BUILDING A REPLACEMENT SMP MODULE.
It is not hard to build a replacement SMP with all new components. Instead of the Intel 5C032, which most likely is no longer available, a PEEL (ICT) 18CV8 can be substituted. This module is sold by Jameco in the US and Farnell in France. EEPROM's type 93C46 are readily available from a number of vendors.
Figure smpkey.pdf shows how these modules are interconnected and connected to socket IB8 when the key is plugged onto the motherboard. A small decoupling capacitor is wired between VCC and GND of the EEPROM.
The 10k resistor may have helped solve a 5C032/EEPROM hazard in the original key, but may not be necessary with the 18CV8. It does not hurt however to leave it in place. Both the 18CV8 and 93C46 can be programmed on a sprint expert programmer.
The 18CV8 does not even need any PAL in IB7 or IB8 to do so.
The pld equations are listed in: SMP8.PLD, the JED file is SMP8.JED. For those of you who wonder how the 18CV8-based SMP key functions, the following description might be of interest: The PAL is the vehicle that interfaces the data bus on the sprint expert motherboard
with the EEPROM. Write commands from the sprint software direct the PAL to shift data stored in the EEPROM to a register on the PAL and drive it onto the data
bus, where a software read command can pick it up.
All data is handled serially bit-by-bit. Datasheets from 93C46 manufacturers such as at93c46.pdf clearly describe the process and control signals involved: DI, DO, SK and CS.
A read operation is started by command hex 38 on the data bus.
The PAL uses it to activate register 'chip select' (CS) for the duration of a read operation.
The EEPROM requires a 'read command' to be clocked in first. This is done with a start bit on the DI input, followed by 'one-zero' and a 6-bit address.
The EEPROM is wired (ORG connected to VCC) to send back 16-bit serial data (2 bytes) after receiving the read command and address. It will clock out on its DO output a dummy 0 bit, followed by the 16 data bits. SK is the clock used for all data transfers.
The PAL generates SK pulses and DI information from software write commands following command 38.
When all 16 data bits have been received on DO, registered, driven onto the data bus and read by the sprint software, the CS register is deactivated by the command hex 05.
It is up to the sprint software to read as many double-bytes it wishes to read, at whatever addresses and for whatever purposes. The PAL will also enable write operations to the EEPROM whenever required.
Combinatorial outputs on the PAL are used to provide power to the EEPROM (VCC and GND). These outputs are always enabled. Registers latch signals DI, DO, SK and CS when the PAL is clocked. Outputs DI, SK, and CS going to the EEPROM must also always be enabled.

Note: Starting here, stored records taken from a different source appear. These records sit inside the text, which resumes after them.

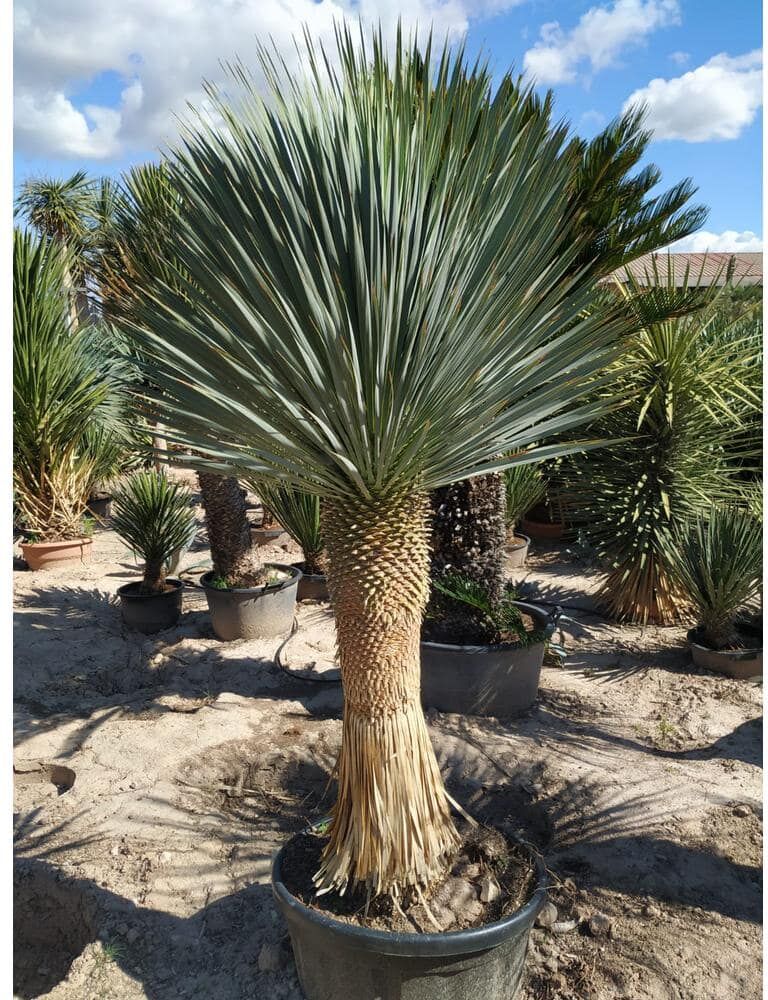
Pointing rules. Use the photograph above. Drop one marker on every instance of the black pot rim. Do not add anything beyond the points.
(270, 588)
(548, 624)
(463, 942)
(523, 540)
(81, 540)
(126, 592)
(694, 637)
(312, 577)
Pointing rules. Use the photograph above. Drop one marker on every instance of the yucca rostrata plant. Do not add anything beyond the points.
(154, 516)
(299, 514)
(381, 301)
(717, 561)
(692, 391)
(524, 487)
(66, 381)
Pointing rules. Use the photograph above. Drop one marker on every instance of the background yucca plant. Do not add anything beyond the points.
(154, 516)
(524, 487)
(299, 514)
(692, 382)
(138, 251)
(617, 218)
(67, 380)
(371, 306)
(717, 561)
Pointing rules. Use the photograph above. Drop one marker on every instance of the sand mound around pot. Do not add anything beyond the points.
(53, 921)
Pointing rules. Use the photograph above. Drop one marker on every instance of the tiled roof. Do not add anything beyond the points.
(704, 268)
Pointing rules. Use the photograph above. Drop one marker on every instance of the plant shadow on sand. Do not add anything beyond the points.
(76, 660)
(277, 788)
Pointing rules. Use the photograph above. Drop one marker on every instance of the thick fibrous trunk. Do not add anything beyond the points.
(229, 533)
(468, 540)
(391, 825)
(154, 578)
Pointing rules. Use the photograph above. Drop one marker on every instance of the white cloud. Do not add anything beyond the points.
(592, 120)
(715, 101)
(680, 58)
(729, 241)
(51, 123)
(163, 51)
(597, 40)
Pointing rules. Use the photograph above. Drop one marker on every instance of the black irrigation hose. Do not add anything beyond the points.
(278, 660)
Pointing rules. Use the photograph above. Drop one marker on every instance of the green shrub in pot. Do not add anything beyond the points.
(154, 517)
(716, 560)
(299, 513)
(524, 487)
(66, 379)
(429, 325)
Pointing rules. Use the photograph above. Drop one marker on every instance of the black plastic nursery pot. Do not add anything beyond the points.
(150, 613)
(312, 586)
(341, 961)
(100, 505)
(517, 551)
(263, 536)
(741, 664)
(500, 680)
(253, 612)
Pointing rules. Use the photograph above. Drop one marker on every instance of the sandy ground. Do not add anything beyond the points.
(157, 775)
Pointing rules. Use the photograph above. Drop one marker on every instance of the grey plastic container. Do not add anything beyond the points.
(517, 551)
(499, 680)
(253, 612)
(149, 613)
(341, 961)
(741, 664)
(312, 586)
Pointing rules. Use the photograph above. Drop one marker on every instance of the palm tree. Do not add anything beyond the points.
(61, 211)
(618, 220)
(371, 306)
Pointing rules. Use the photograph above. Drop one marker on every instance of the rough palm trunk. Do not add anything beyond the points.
(468, 539)
(154, 578)
(391, 825)
(229, 533)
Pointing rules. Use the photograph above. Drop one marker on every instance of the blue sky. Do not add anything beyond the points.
(96, 83)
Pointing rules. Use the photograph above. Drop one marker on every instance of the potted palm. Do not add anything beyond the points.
(389, 241)
(498, 673)
(152, 515)
(299, 513)
(481, 650)
(64, 381)
(691, 379)
(524, 487)
(244, 598)
(247, 598)
(717, 562)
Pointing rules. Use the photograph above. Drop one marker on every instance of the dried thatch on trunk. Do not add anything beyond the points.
(468, 540)
(229, 533)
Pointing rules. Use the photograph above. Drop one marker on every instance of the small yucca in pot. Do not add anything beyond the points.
(299, 514)
(154, 517)
(717, 562)
(524, 487)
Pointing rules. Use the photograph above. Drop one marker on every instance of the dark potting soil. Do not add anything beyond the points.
(453, 900)
(745, 636)
(432, 631)
(139, 590)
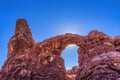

However the output of register DO should only be put on the sprint card data bus when the PAL input OE is active (down). Socket pins 18, 15, and 12 are available
and have been programmed to receive DO signals.
The sprint software looks specifically at pin 18. To minimize activity on register outputs DI, SK and DO, the equations for these registers require the CS register to be active, which means only during actual EEPROM read/write operations.
The Intel 5C32 and PEEL 18V8 belong to the few modules where output enables can be individually programmed. Many 20-pin PAL's have one OE input common to all outputs and can therefore not be used. It may also be mentioned here that, since inputs OE are common to both sockets IB7 and IB8, one should never run modules in both sockets simultaneously.
Doing so would have their outputs fight each other, possibly overheating and damaging a module.